Al Día 22/05/2020

Al borde de la quiebra: el requisito de la ayuda estatal que perjudica a las pymes



La imposibilidad de distribuir utilidades es inconstitucional y rige para grandes compañías como para pymes.


| Por redacción Pura Verdad |

La Asistencia al Trabajo y la Producción (ATP) fue el mecanismo elegido por la Nación para asistir a todas las empresas que demostraran una baja en su facturación mediante el pago del 50% de los salarios de sus empleados.

En una primera instancia, excluyó a aquellas que tienen más de 800 empleados, dando luego marcha atrás y permitiéndoles también a ese segmento ingresar en el beneficio. Al hacerlo, estableció una serie de requisitos, entre los que se destacaba la imposibilidad de distribuir utilidades.

Luego de implementarse y habiendo ya aprobado y abonado los salarios de una parte importante de empresas, el Poder Ejecutivo, a través de una Resolución Administrativa dictada por el Jefe de Gabinete de Ministros, decidió imponerles los mencionados requisitos a todo el universo de beneficiarios.

Es decir, todo aquel que hubiera solicitado la asistencia de emergencia, se vería privado de repartir utilidades, sin distinguir entre una librería de barrio con 3 empleados, una textil con 100 o una multinacional con 10.000.

El requisito deja a todo titular de una pyme en la encrucijada de elegir entre quebrar la empresa por no poder sostenerla o quebrar personalmente, por no poder recibir sus ganancias por un año, acumulando deudas de todo tipo y color, sin entrar a considerar el hecho de que para adquirir alimentos, necesitaría de ese dinero que por 12 meses no podría liquidarse.

Resulta inexplicable que el Gobierno no comprenda que las utilidades que podrían repartirse los “socios” o titulares de una pequeña empresa tendrían como único objetivo su mero mantenimiento y subsistencia.

Cuesta creer que los dueños de una librería, de una zapatería, de un kiosco, de una farmacia, de una gomería, de un almacén, o de cualquier otra pyme se aprovechen de la asistencia de emergencia para fugar las “utilidades” en una offshore o en colocaciones financieras de alto riesgo.

Qué es la distribución de utilidades

Se entiende por o distribución de utilidades al reparto de las ganancias que logró una empresa o que produjo una cierta operación o actividad. Esta acción es utilizada con frecuencia en las pequeñas empresas donde sus propietarios o trabajadores incluso, no tienen un salario asignado sino que realizan un reparto de dinero en base a sus ganacias.
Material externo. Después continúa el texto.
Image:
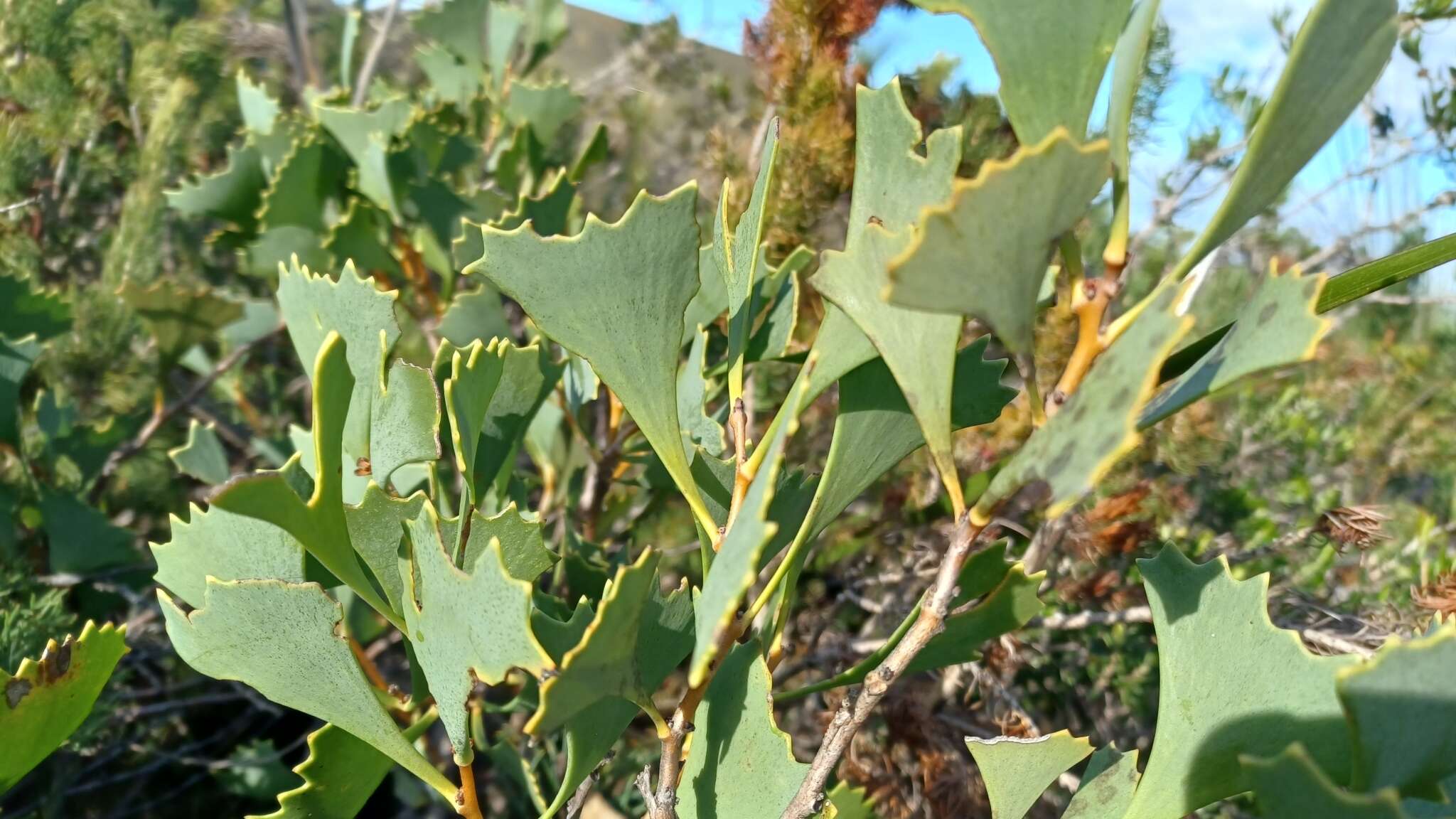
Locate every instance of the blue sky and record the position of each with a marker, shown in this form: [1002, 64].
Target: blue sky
[1204, 37]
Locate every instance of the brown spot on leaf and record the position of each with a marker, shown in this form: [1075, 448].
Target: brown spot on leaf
[15, 691]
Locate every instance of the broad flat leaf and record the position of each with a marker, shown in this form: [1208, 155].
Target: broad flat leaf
[404, 419]
[543, 107]
[232, 194]
[918, 347]
[1128, 75]
[178, 315]
[1275, 328]
[592, 734]
[615, 295]
[737, 255]
[711, 299]
[633, 641]
[286, 641]
[523, 550]
[456, 23]
[740, 764]
[203, 455]
[528, 376]
[1229, 684]
[216, 542]
[79, 538]
[475, 315]
[279, 245]
[548, 213]
[1292, 786]
[700, 429]
[1337, 55]
[1050, 57]
[1098, 424]
[742, 550]
[465, 627]
[376, 530]
[893, 183]
[29, 309]
[1107, 786]
[259, 111]
[308, 177]
[318, 523]
[1005, 608]
[781, 290]
[451, 79]
[340, 774]
[1403, 714]
[985, 251]
[315, 305]
[15, 362]
[1018, 770]
[874, 429]
[473, 375]
[361, 238]
[46, 701]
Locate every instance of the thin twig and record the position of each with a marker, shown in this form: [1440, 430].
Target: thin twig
[166, 413]
[810, 799]
[372, 59]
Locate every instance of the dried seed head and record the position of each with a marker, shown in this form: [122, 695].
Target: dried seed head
[1353, 527]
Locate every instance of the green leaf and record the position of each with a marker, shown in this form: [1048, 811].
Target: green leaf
[228, 547]
[1403, 713]
[80, 538]
[404, 419]
[1129, 59]
[781, 290]
[1340, 290]
[526, 378]
[633, 641]
[203, 455]
[985, 251]
[1229, 684]
[319, 523]
[1107, 786]
[1276, 327]
[740, 763]
[737, 255]
[46, 701]
[287, 641]
[615, 295]
[15, 362]
[178, 315]
[340, 774]
[700, 429]
[1007, 608]
[523, 548]
[232, 194]
[543, 107]
[456, 23]
[1290, 786]
[363, 238]
[1050, 57]
[742, 548]
[919, 348]
[1337, 55]
[363, 315]
[306, 180]
[1018, 770]
[465, 627]
[259, 111]
[1097, 424]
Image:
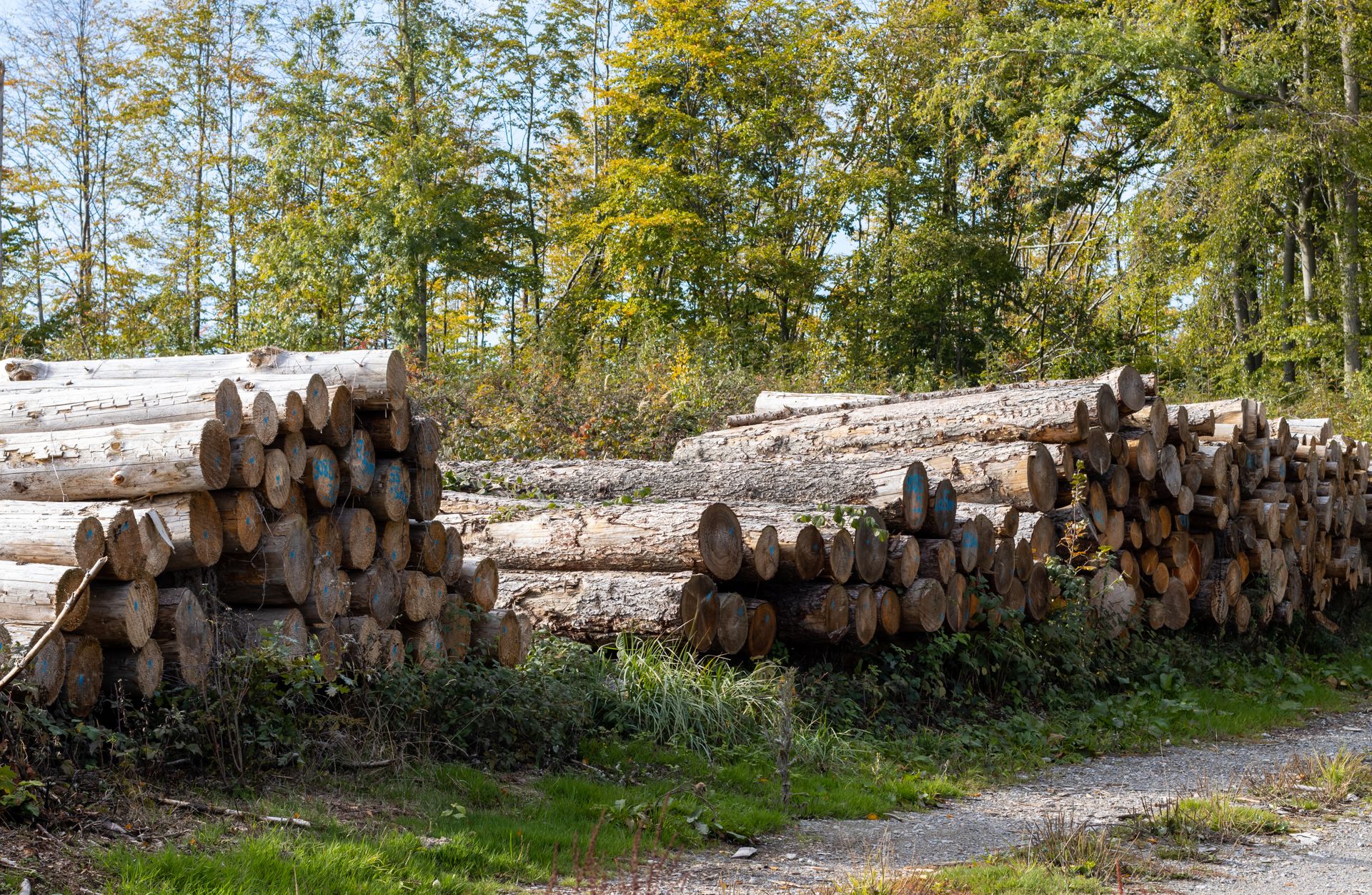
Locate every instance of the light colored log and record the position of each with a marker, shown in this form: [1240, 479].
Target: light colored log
[116, 463]
[41, 408]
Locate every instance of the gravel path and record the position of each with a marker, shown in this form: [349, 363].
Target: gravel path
[1327, 859]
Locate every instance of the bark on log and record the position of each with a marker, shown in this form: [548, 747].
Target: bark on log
[377, 377]
[41, 408]
[923, 607]
[86, 674]
[597, 607]
[377, 592]
[184, 635]
[116, 463]
[50, 532]
[121, 614]
[480, 581]
[34, 593]
[279, 573]
[134, 671]
[47, 671]
[762, 628]
[1053, 415]
[194, 525]
[635, 537]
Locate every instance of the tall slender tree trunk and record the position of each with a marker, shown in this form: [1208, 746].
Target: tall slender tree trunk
[1349, 212]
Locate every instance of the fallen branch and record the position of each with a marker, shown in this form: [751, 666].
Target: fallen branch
[213, 809]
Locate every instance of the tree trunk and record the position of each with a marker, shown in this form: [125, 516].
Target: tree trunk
[1047, 415]
[377, 378]
[113, 465]
[597, 607]
[52, 533]
[687, 535]
[54, 405]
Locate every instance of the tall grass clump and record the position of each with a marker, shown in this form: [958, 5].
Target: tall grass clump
[703, 705]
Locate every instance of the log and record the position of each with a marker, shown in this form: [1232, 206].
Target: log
[390, 429]
[247, 460]
[194, 525]
[454, 628]
[923, 607]
[597, 607]
[259, 415]
[34, 593]
[121, 614]
[762, 628]
[361, 640]
[377, 377]
[377, 592]
[43, 408]
[811, 614]
[902, 560]
[732, 625]
[277, 573]
[47, 671]
[1047, 415]
[184, 636]
[134, 671]
[117, 463]
[50, 532]
[635, 537]
[426, 493]
[360, 459]
[322, 478]
[394, 544]
[279, 629]
[496, 637]
[86, 674]
[357, 533]
[389, 499]
[480, 581]
[426, 442]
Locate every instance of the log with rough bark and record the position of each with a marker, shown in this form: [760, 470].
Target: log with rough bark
[192, 520]
[121, 614]
[1051, 415]
[360, 459]
[597, 607]
[34, 593]
[762, 628]
[116, 463]
[51, 407]
[923, 605]
[389, 499]
[86, 674]
[184, 635]
[134, 671]
[377, 592]
[630, 537]
[811, 614]
[357, 533]
[730, 625]
[377, 377]
[361, 640]
[240, 518]
[277, 573]
[50, 532]
[480, 581]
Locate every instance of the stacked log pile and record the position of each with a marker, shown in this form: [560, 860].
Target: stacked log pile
[848, 519]
[217, 501]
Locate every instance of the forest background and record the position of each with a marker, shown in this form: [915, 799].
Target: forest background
[597, 225]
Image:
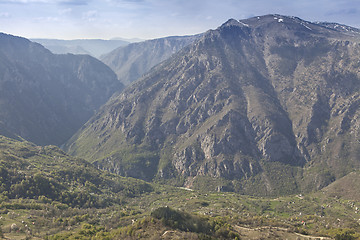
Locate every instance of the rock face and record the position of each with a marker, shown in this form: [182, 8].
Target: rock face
[46, 98]
[134, 60]
[266, 105]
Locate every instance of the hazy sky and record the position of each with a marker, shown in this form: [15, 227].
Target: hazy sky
[72, 19]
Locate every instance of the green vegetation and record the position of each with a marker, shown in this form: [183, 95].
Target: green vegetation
[46, 194]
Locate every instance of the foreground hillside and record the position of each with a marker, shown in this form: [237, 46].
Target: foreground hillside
[134, 60]
[46, 98]
[267, 106]
[46, 194]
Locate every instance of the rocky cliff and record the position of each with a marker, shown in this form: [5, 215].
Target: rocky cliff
[266, 105]
[46, 98]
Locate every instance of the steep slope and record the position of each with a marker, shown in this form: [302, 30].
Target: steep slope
[45, 98]
[267, 105]
[136, 59]
[34, 172]
[93, 47]
[345, 187]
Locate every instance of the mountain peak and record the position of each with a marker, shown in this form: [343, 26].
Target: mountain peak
[245, 103]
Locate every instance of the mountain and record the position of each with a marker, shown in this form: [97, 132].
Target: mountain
[46, 98]
[93, 47]
[35, 172]
[136, 59]
[267, 105]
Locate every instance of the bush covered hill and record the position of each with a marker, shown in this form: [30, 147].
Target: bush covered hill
[47, 194]
[48, 174]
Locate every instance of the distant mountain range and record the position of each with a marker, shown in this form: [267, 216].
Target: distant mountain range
[134, 60]
[267, 105]
[93, 47]
[45, 98]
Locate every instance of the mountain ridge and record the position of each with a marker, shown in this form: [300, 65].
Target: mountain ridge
[136, 59]
[44, 97]
[254, 106]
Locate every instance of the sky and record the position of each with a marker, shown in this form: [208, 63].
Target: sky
[148, 19]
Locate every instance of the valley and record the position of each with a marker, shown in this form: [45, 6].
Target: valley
[247, 131]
Por qué el requisito sería inconstitucional

Mas allá de lo contradictorio de la medida que impediría el reparto de utilidades de pequeñas empresas, su inconstitucionalidad resulta manifiesta. Salta a la vista la afectación al derecho de propiedad, en tanto reiteramos, la asistencia que proporciona el Estado es derivación de las propias limitaciones que se le impusieron a las empresas (dejando fuera incluso derechos consagrados en la propia LCT), estando éstas obligadas a aceptarlas.